A realidade fática apresentada pelos profissionais revela um cenário de vulnerabilidade, com frequentes reclamações de: retenção indevida de honorários médicos e atrasos sistemáticos nos pagamentos; prática de "calotes" por empresas intermediadoras que não possuem lastro financeiro ou estrutura administrativa adequada; bem como a precarização dos vínculos laborais, muitas vezes realizados de forma avulsa ou eventual, sem o devido amparo documental.
Além disso, verificou-se a utilização inadequada da figura jurídica da Sociedade em Conta de Participação (SCP) como mecanismo de simulação contratual. Médicos têm sido induzidos a participar de SCPs para prestarem serviços à própria sociedade, o que contraria o artigo 991 do Código Civil, gerando insegurança ética e jurídica. A presente norma visa, portanto, vedar expressamente que o médico preste serviços à própria SCP da qual é sócio investidor, garantindo que a contratação de serviços médicos ocorra por vias lícitas e transparentes.

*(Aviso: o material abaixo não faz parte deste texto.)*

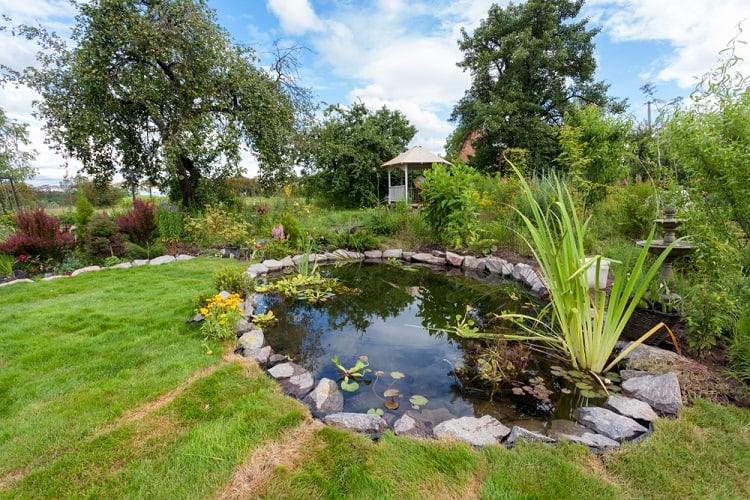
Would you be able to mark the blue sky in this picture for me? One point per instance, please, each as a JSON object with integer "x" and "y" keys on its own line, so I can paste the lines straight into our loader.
{"x": 403, "y": 54}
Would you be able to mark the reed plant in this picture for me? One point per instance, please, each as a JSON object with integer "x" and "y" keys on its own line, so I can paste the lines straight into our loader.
{"x": 581, "y": 323}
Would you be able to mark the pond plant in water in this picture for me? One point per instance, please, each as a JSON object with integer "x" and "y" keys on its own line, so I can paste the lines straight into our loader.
{"x": 584, "y": 325}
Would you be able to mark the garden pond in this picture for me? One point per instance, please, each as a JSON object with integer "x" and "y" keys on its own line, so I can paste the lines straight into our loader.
{"x": 391, "y": 343}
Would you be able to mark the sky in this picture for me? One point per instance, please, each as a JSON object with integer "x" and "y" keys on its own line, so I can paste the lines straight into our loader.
{"x": 403, "y": 54}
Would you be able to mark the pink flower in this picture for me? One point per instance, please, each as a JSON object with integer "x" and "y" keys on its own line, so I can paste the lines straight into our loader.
{"x": 278, "y": 232}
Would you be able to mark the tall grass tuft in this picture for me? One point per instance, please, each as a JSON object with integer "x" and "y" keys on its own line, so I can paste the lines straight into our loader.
{"x": 583, "y": 324}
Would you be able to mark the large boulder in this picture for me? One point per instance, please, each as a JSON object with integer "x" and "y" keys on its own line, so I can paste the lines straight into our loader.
{"x": 326, "y": 398}
{"x": 476, "y": 431}
{"x": 609, "y": 423}
{"x": 662, "y": 392}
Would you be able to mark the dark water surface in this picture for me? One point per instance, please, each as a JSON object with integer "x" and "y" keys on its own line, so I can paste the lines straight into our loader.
{"x": 398, "y": 320}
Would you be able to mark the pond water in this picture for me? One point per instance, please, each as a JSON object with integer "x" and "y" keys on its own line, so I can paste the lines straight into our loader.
{"x": 398, "y": 320}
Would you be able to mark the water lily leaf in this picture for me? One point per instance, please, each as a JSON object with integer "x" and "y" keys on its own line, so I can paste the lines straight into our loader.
{"x": 391, "y": 404}
{"x": 614, "y": 376}
{"x": 417, "y": 401}
{"x": 349, "y": 385}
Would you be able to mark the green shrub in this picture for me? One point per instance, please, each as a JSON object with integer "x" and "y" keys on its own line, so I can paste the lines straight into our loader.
{"x": 358, "y": 240}
{"x": 170, "y": 222}
{"x": 84, "y": 209}
{"x": 452, "y": 203}
{"x": 233, "y": 280}
{"x": 102, "y": 238}
{"x": 217, "y": 227}
{"x": 291, "y": 228}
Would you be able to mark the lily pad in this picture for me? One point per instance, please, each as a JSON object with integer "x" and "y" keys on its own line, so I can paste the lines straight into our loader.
{"x": 416, "y": 401}
{"x": 349, "y": 385}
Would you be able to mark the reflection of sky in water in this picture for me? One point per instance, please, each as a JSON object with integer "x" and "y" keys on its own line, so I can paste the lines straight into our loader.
{"x": 398, "y": 342}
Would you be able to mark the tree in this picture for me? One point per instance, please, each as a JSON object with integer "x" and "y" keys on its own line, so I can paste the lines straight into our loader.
{"x": 349, "y": 143}
{"x": 529, "y": 65}
{"x": 155, "y": 89}
{"x": 14, "y": 159}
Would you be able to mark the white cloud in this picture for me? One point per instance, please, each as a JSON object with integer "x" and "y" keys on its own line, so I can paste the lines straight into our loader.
{"x": 295, "y": 16}
{"x": 697, "y": 30}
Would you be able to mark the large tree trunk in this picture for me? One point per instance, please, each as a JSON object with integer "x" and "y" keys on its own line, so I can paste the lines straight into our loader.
{"x": 187, "y": 178}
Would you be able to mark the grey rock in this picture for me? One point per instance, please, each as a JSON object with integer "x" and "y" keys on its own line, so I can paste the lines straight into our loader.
{"x": 453, "y": 259}
{"x": 256, "y": 270}
{"x": 373, "y": 254}
{"x": 472, "y": 263}
{"x": 662, "y": 392}
{"x": 393, "y": 253}
{"x": 285, "y": 370}
{"x": 632, "y": 408}
{"x": 164, "y": 259}
{"x": 287, "y": 262}
{"x": 644, "y": 351}
{"x": 518, "y": 433}
{"x": 428, "y": 258}
{"x": 326, "y": 398}
{"x": 259, "y": 355}
{"x": 299, "y": 384}
{"x": 251, "y": 340}
{"x": 409, "y": 426}
{"x": 628, "y": 374}
{"x": 272, "y": 265}
{"x": 496, "y": 265}
{"x": 87, "y": 269}
{"x": 358, "y": 422}
{"x": 476, "y": 431}
{"x": 243, "y": 325}
{"x": 609, "y": 423}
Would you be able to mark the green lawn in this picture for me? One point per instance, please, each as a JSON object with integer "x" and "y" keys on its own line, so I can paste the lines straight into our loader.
{"x": 104, "y": 391}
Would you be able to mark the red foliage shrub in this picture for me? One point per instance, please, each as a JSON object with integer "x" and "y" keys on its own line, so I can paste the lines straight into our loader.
{"x": 38, "y": 234}
{"x": 139, "y": 225}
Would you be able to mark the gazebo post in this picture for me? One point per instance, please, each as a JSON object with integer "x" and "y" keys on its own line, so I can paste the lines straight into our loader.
{"x": 406, "y": 183}
{"x": 389, "y": 187}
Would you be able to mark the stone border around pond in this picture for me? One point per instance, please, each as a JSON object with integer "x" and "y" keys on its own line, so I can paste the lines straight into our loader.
{"x": 164, "y": 259}
{"x": 624, "y": 418}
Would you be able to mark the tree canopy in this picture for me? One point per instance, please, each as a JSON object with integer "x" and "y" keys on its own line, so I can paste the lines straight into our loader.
{"x": 529, "y": 63}
{"x": 14, "y": 157}
{"x": 348, "y": 144}
{"x": 155, "y": 89}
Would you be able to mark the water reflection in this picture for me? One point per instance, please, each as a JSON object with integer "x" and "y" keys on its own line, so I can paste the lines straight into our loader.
{"x": 398, "y": 321}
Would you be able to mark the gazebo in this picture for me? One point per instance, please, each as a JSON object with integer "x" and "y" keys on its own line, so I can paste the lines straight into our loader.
{"x": 417, "y": 159}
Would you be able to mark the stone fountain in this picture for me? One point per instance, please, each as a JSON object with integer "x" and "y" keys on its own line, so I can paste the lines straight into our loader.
{"x": 669, "y": 226}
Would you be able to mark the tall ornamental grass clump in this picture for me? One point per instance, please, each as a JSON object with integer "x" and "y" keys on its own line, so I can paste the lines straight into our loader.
{"x": 583, "y": 324}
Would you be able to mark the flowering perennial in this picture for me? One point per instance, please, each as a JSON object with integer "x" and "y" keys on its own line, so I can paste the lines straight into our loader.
{"x": 221, "y": 315}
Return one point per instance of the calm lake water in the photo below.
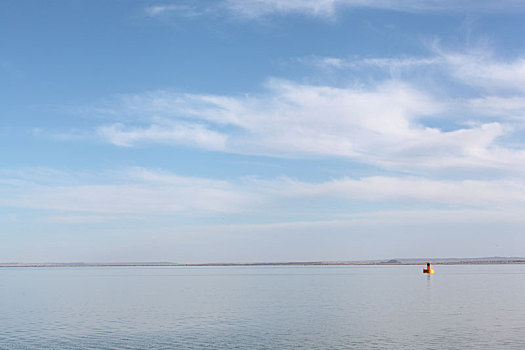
(343, 307)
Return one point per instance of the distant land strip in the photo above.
(411, 261)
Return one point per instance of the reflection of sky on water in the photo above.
(262, 307)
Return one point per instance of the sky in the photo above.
(261, 130)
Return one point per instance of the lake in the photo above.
(293, 307)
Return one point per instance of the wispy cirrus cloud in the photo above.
(382, 125)
(191, 134)
(166, 9)
(136, 193)
(323, 9)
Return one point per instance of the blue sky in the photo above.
(261, 130)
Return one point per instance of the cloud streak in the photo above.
(142, 193)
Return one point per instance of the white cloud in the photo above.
(185, 10)
(329, 8)
(136, 191)
(381, 125)
(178, 133)
(142, 193)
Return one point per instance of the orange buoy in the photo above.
(428, 269)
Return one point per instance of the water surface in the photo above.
(330, 307)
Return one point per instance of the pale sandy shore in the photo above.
(384, 262)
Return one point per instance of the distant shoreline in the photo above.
(391, 262)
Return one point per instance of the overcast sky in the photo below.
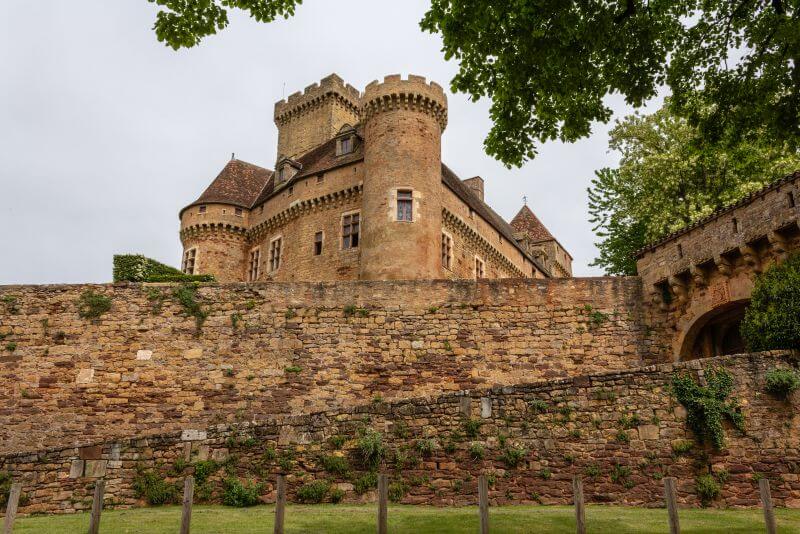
(105, 133)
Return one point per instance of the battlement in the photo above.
(314, 94)
(415, 92)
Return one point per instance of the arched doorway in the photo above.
(715, 333)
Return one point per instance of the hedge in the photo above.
(138, 268)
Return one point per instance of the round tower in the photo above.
(402, 196)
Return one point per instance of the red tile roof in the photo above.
(526, 222)
(239, 184)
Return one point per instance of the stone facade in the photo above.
(343, 153)
(274, 348)
(698, 281)
(561, 428)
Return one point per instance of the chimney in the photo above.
(476, 185)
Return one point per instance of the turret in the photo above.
(308, 119)
(402, 207)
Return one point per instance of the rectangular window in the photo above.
(447, 251)
(189, 258)
(275, 254)
(405, 203)
(479, 268)
(350, 230)
(255, 257)
(317, 243)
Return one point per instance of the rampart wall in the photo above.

A necessidade de intervenção normativa do CREMESP justifica-se pela urgência em prevenir a intermediação irregular de mão de obra e assegurar que as relações contratuais garantam a continuidade do serviço assistencial à sociedade e a dignidade profissional. A imposição de requisitos mínimos para os instrumentos contratuais (objeto, remuneração, prazos de rescisão, entre outros) é medida indispensável para coibir abusos e proteger a atividade médica, restabelecendo assim a ordem ética e a segurança nas contratações médicas no Estado de São Paulo, combatendo a informalidade e as práticas que atentam contra o exercício digno da Medicina.